Colombia y su amor por las "narconovelas"

Colombia y su amor por las "narconovelas"

Miércoles, Mayo 10, 2017
John Fredy Gil

Alias JJ es una producción del canal caracol que relata momentos en la vida de ‘’Popeye’’ el exjefe sicarial de Pablo Escobar. Una serie que cumplió con lo esperado: sexo, narcotráfico y muerte. No es para nada una sorpresa que este tipo de contenido sea el que se transmita en horario familiar o estelar, cuyos programas por lo regular se llevan la mayoría de los puntos en el rating nacional y un sinnúmero de premios nacionales como los Tv y Novelas o los India Catalina.

Desde hace más o menos ocho años este ha sido el secreto de los canales nacionales, en especial Caracol Televisión.

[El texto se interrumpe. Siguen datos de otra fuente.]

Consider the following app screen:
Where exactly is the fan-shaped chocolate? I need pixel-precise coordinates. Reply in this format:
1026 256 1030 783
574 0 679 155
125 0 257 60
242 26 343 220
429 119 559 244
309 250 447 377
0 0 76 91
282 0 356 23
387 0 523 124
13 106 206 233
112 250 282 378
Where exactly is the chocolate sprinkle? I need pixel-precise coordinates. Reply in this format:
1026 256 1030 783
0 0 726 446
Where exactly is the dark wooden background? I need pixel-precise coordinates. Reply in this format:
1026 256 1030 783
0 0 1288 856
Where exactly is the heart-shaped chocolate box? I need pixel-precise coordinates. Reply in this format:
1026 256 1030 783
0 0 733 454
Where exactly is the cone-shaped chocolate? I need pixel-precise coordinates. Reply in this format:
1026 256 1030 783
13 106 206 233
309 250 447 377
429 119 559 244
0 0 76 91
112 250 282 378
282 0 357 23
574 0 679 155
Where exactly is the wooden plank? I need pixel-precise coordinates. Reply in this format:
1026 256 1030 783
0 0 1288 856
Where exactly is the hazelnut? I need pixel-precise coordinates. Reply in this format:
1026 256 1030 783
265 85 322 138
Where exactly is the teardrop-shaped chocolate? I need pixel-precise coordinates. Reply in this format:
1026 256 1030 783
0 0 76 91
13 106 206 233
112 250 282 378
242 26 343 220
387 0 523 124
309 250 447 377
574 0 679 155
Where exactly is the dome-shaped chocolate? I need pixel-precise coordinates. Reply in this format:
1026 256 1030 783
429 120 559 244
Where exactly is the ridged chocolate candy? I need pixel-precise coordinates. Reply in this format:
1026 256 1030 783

Series y telenovelas que muestran el lado más oscuro de nuestro país, inspirados en Pablo Escobar y su historial delictivo han creado una línea de contenido que enaltece el crimen, la prostitución y la drogadicción como un estilo de vida exitoso y hasta divertido para muchos televidentes.

Pero lo cierto es que estas historias inspiradas en la vida real, en su mayoría desarrolladas en Antioquia, han dejado una sombra de muerte y dolor para muchos colombianos que quisieran poder dejar atrás el estigma de narcos y prostitutas que ante el mundo aun no hemos superado totalmente.

El problema es que, aunque muchos critican en redes sociales, blogs y todo tipo de material difundido especialmente en internet, este contenido criminal es el que más éxito tiene en el país, parece que criticamos y satanizamos algo que al final nos gusta. Puede que sea porque la programación en general de los canales privados del país no da para más y como consumidores hemos alimentado las ideas y proyectos de este tipo.

Alias JJ es una producción del canal caracol cuyo lanzamiento fue el pasado miércoles 8 de febrero en horario estelar, una típica serie de las que hablé anteriormente, pero esta serie tiene un detalle que ha indignado particularmente a muchas personas, la serie es inspirada en el ex jefe sicarial de Pablo Escobar, alias ‘’Popeye”.

John Jairo Velásquez Vásquez nació en Yarumal, Antioquia, el 15 de abril de 1962. Este hombre que luego de prestar servicio militar ingresó a la escuela de cadetes de la policía y que más adelante se incorporara en la escuela de grumetes de la armada nacional, no encontró su vocación en ninguna de dichas instituciones y luego de tener una carrera de delincuencia en Medellín se unió al cartel de Escobar, llegando a ser jefe de centenares de sicarios y tener al mando casi todas las operaciones delictivas del cartel.

Popeye ha confesado ser el autor de más de 200 homicidios, además de decenas de secuestros en los que resaltan algunos como el de Francisco Santos y el ex presidente Andrés Pastrana. Por estos crímenes fue condenado a 12 años de prisión de los cuales cumplió las tres quintas partes siendo liberado en el año 2014, este personaje que ha sido viral varias veces por sus declaraciones en redes sociales criticando a diferentes políticos o temas como el proceso de paz y la reforma tributaria, que también ha dicho públicamente querer aspirar a la presidencia del país ahora tiene su propia serie al aire y con uno de los índices de rating más altos del país.

Alias JJ tiene un gran éxito en los hogares colombianos y aunque a muchos no nos parezca la idea, no es algo nuevo, recordemos otras producciones que fueron un éxito en el país como Escobar o la serie producida por el canal RCN sobre la vida delictiva de los hermanos Castaño (Principales jefes de las autodefensas). Aunque en su lanzamiento tuvo algo de rechazo en redes sociales, dicha serie tiene un rating privilegiado y se nos olvidó una vez más que los productos audiovisuales de un país también reflejan su cultura y costumbres. ¿Es correcto hacer una apología al crimen? ¿Es correcto casi que crear un homenaje a un hombre que acabó con la vida de tantas personas? Sin darnos cuenta estamos premiando actos delictivos, la fama y dinero que recibe Popeye por asesinar, secuestrar y llenar de terror a Colombia va por nuestra cuenta. Así de simple.

Después nos da pavor ver cómo asesinan niños, cómo la prostitución infantil crece de manera descomunal, cómo el micro-trafico afecta nuestros barrios, somos una sociedad de doble moral que enaltece a los criminales y luego se queja por la delincuencia.